A tekton pipeline that will build the image from Dockerfile, push the image to quay registry, pull that image and run the cuda code on GPU. Cuda code that is used here is the matrix multiplier one that was written by Diane Feddema from AICoE at Red Hat and modified by Selbi Nuryyeva to work with Tensorflow 2.X. Part of the pipeline yamls were adopted from AICoE.
Pipeline consists of two tasks: mm-buildah
and mm-run
. mm-buildah
consists of two steps: build
and push
, while mm-run
consists of only one step: run
.
When pipeline is run, it first creates one pod for mm-buildah
task, which will have two containers initiated: one for build
step and another for push
step. After mm-buildah
task is complete, another pod will be created for mm-run
task with run
container. Please note that there would be other containers created within a pod for each task. They are intended for pulling images and other background processes.
Openshift Container Platform (tested on 3.11 only, but should work on 4.x as well)
Free 1-hour access is also available through learn.openshift.com
Tekton
Openshift Pipelines
Quay repository account and robot access
Create an account in quay.io. Once account is setup, on the top right click "Create New Repository" and create a "Container Image Repository" with a name of "matmul", set it to public, choose empty repository and click "Create Public Repository".

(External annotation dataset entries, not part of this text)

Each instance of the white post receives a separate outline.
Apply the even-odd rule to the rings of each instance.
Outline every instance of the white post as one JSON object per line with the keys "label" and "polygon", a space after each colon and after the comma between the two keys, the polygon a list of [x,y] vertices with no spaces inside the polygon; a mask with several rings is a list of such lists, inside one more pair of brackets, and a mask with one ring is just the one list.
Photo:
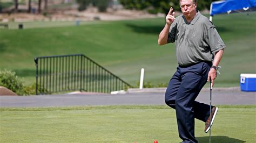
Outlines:
{"label": "white post", "polygon": [[211,4],[211,7],[210,8],[210,18],[209,18],[209,20],[211,22],[212,22],[212,16],[211,16],[212,11],[212,3]]}
{"label": "white post", "polygon": [[139,82],[139,89],[142,89],[143,88],[143,78],[144,77],[144,69],[142,68],[140,71],[140,81]]}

Now let's set up the robot that will allow access to repositories. On top right, click on username, then "Account Settings". On the left, click on the image of a robot, then on the right "Create Robot Account". Then, fill in "build" for a name and provide description if desired and click "Create Robot Account". Choose all repositories that need to be accessed. In this case, it is only "matmul", whose permissions need to be set "Write" and click "Add permissions". This robot now will facilitate push, pull access to your repository.
Login to openshift:
oc login -u admin
It will ask for your password. Create a new project called "matmul":
oc new-project matmul
Fork this repository on own Github account and then clone it into local machine where pipelines would be running. Please remember to change username to own:
git clone https://github.com/username/matmul-gpu.git
Create a service account called "matmul":
oc create sa matmul
Add the needed privileges to the service account to build, push and pull images:
oc adm policy add-scc-to-user privileged -z matmul
oc adm policy add-scc-to-user anyuid -z matmul
-z
refers to service account specifically.
Now let's set up the Quay registry access for the service account. In quay registry, click on your username --> Account Settings --> robot icon on the left. Click on the robot account name that was set up earlier and go to "Kubernetes Secret". Secret could either be downloaded to local machine that will be running the pipelines or viewed and copy-pasted in the machine via vi secret-file.yml
.
Before applying the secret, inside the yaml file change the name:
of the secret to "matmul-secret". Now let's apply the secret (if downloaded file, use the filename):
oc apply -f secret-file.yml
-f
refers to filename.
The creation of secret can be confirmed by running the command below and checking for the name:
oc get secret
Now we need to let the service account know the secret:
oc edit sa matmul
and add two identical lines that are shown below:
imagePullSecrets:
- name: matmul-secret
- name: ...
...
secrets:
- name: matmul-secret
- name: ...
and exit (ie. ESC
and :wq
)
Now it is good to go!
Go to the folder that was cloned where "full-pipeline.yml" file is. First, let's upload all pipeline resources, tasks, pipeline and request for persistent volume claim:
oc apply -f full-pipeline.yml
which should give output of:
pipelineresource.tekton.dev/mm-repo created
pipelineresource.tekton.dev/mm-build-image created
persistentvolumeclaim/mm-runtime-pvc created
task.tekton.dev/mm-buildah created
task.tekton.dev/mm-run created
pipeline.tekton.dev/matmul-pl created
And now let's start the pipeline:
oc apply -f pipeline-run.yml
Now the pipeline is running. It can be confirmed with:
oc get pr
As mentioned earlier, pipeline consists of two tasks. First task has two steps: build
and push
. Second task has only run
step.
To see progress, we can check the logs of those specific steps (each task is a separate pod and each step is a separate container).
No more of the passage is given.